Nannies & Au Pairs

 

Nannies provide childcare in your own home and are a popular choice for many families. They can look after children of any age and should provide plenty of fun and learning opportunities in a safe environment. Nannies can often work flexible hours and can be a suitable option if you work at times when other forms of childcare are not available.

Why Do You Need A Nanny?
Before you start looking for a nanny, it’s a good idea to decide exactly what you need them to do.

So you will need to work out:

  • What duties you wish the nanny to perform
  • What hours you will need the nanny to work
  • Whether you want a live-in or daily nanny
  • Whether your nanny may be able to care for any child of their own at your house while looking after your children
  • Whether you have any special requirements, such as them being a non-smoker, or needing to speak a different language
  • Whether your nanny should like pets, be a driver, own a car, or have experience of children with special needs
  • Payment details – how you would like to pay them, and how you will reimburse them for money they
    spend on the children
  • Terms and conditions of employment

Finding A Nanny
Finding the right person does take time, so do try to begin your search at least twelve weeks before you need your nanny to start work. The safest way to find a trustworthy nanny is by contacting a nanny recruitment agency. There are a wide range of agencies, some dealing with particular needs
including sharing a nanny with another family. Many agencies advertise in magazines and local newspapers. For a fee, an agency will match your requirements with those of suitable candidates who you will then interview.  Even though a good agency should have carefully vetted nannies on their books, you should still ask the agency to tell you precisely what checks they have undertaken.

Ofsted Childcare Register (vOCR)
The voluntary part of the Ofsted Childcare Register (vOCR) was introduced in April 2007 and you may prefer to use nannies on this register as you will know that they have met specific requirements.
Nannies registered on the vOCR will have undergone an enhanced Criminal Records Bureau (CRB) check and have met other requirements such as holding an appropriate first aid qualification and have training in the common core skills. They will also hold a Public Liability Insurance certificate.

Care registered with Ofsted is eligible for the childcare element of working tax credit – parents should
check their eligibility with HMRC before making their arrangements. If you decide not to go through an
agency, there are other ways to find a trustworthy nanny.

You Can Place An Advert In:

  • A magazine
  • Your local newspaper
  • Notice boards where nannies might look for jobs, like primary schools, your local newsagents, or drop-in centres for mothers and children.

Your advert needs to detail hours, duties, ages of children (for safety reasons - not their names) and the area where you live (not your actual address). It should also ask respondents to send details of their age, experience, qualifications, employment history and a covering letter explaining why the nanny would like to apply for this particular post.

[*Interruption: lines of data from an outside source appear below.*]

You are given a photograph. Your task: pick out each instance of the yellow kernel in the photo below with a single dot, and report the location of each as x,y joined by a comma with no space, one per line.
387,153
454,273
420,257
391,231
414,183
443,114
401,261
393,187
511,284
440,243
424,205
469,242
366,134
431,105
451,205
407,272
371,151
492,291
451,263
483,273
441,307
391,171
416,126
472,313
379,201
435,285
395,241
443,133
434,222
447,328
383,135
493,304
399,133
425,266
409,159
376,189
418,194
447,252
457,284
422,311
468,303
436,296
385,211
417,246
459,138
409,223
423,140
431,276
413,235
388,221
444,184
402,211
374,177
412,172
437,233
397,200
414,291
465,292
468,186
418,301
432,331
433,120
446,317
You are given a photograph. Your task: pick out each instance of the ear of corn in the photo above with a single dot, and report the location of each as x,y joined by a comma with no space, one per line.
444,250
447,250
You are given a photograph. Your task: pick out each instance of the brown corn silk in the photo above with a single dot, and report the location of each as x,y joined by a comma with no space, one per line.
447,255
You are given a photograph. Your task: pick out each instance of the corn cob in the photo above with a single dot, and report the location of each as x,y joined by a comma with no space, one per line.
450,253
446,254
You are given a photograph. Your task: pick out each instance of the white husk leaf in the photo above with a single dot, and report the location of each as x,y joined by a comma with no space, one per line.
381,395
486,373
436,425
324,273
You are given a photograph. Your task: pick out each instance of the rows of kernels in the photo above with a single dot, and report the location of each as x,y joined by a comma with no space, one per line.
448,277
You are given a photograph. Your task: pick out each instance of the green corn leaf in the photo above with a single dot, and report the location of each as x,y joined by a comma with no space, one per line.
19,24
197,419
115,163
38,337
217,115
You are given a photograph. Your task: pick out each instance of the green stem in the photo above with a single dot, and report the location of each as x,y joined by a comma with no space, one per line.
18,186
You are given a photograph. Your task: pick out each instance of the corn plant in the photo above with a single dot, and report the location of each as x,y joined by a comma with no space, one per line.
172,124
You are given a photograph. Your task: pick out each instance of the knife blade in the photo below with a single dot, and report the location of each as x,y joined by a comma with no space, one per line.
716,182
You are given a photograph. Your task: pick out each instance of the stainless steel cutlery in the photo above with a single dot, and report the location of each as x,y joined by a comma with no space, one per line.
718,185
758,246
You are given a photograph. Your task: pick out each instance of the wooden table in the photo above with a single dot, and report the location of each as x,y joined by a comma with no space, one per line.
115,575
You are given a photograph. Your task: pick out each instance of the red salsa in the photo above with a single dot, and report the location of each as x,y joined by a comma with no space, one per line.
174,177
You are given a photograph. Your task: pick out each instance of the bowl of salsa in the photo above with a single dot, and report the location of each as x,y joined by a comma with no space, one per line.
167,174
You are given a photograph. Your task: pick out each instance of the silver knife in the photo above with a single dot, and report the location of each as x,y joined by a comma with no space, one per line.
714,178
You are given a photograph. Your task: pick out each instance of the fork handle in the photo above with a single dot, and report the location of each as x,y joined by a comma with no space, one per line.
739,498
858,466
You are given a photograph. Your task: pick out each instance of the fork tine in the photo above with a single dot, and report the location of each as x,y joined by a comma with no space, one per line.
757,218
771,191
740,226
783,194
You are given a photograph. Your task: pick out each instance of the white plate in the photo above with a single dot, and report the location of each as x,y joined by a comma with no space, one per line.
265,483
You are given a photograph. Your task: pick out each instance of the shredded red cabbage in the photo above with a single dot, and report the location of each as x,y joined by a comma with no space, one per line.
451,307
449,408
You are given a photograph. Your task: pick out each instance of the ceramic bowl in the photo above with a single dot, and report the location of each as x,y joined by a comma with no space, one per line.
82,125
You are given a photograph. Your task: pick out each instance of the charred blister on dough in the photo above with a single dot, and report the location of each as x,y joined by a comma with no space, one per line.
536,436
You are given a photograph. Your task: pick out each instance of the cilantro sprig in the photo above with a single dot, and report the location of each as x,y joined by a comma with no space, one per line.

What Should I Look For In A Potential Nanny?
Draw up a list of attributes to look out for. These could include:

  • Skills and knowledge – Childcare and child development qualifications - Ability to plan and arrange safe, fun learning opportunities – Nutrition: planning and preparing healthy meals and snacks - First aid training
  • Driving experience if required -Organisational skills
  • Attitudes - Interest in children as individuals – Confidence - Resourceful personality
  • Experience - Experience of working with children (ages and settings)

What Should I Discuss With My Potential Nanny?

  • The wage or salary (with details about tax and National Insurance arrangements)
  • How payment will be made, monthly or weekly, by cheque or directly into a bank account, etc.
  • The hours and duties of the job
  • When you would want her/him to start
  • Holiday entitlements and whether she/he would be willing to take them at certain times, e.g. to fit with school terms or your annual leave
  • Length of probationary period
  • Positive discipline strategies – a trained childcare worker would never use physical punishment as a form of discipline
  • Child safety: in the home (including dealing with pets); when using public transport; and where appropriate when using the car (seat belts, car’s capacity, etc)

What Do Your Children Think?
It’s important to let your children meet the potential nanny – you need not tell them this might be their nanny when they’re introduced. Watch her or him with your child. It may be a good sign if he or she pays more attention to them than to you. How did your child respond?

Making sure your child is safe, well cared for and happy is one of the most vital concerns for any parent. Employing a nanny is an important responsibility. There are no legal requirements on a person applying to work as a nanny. So it is up to you, as parent and employer, to make sure that you are employing a nanny who will look after your children well.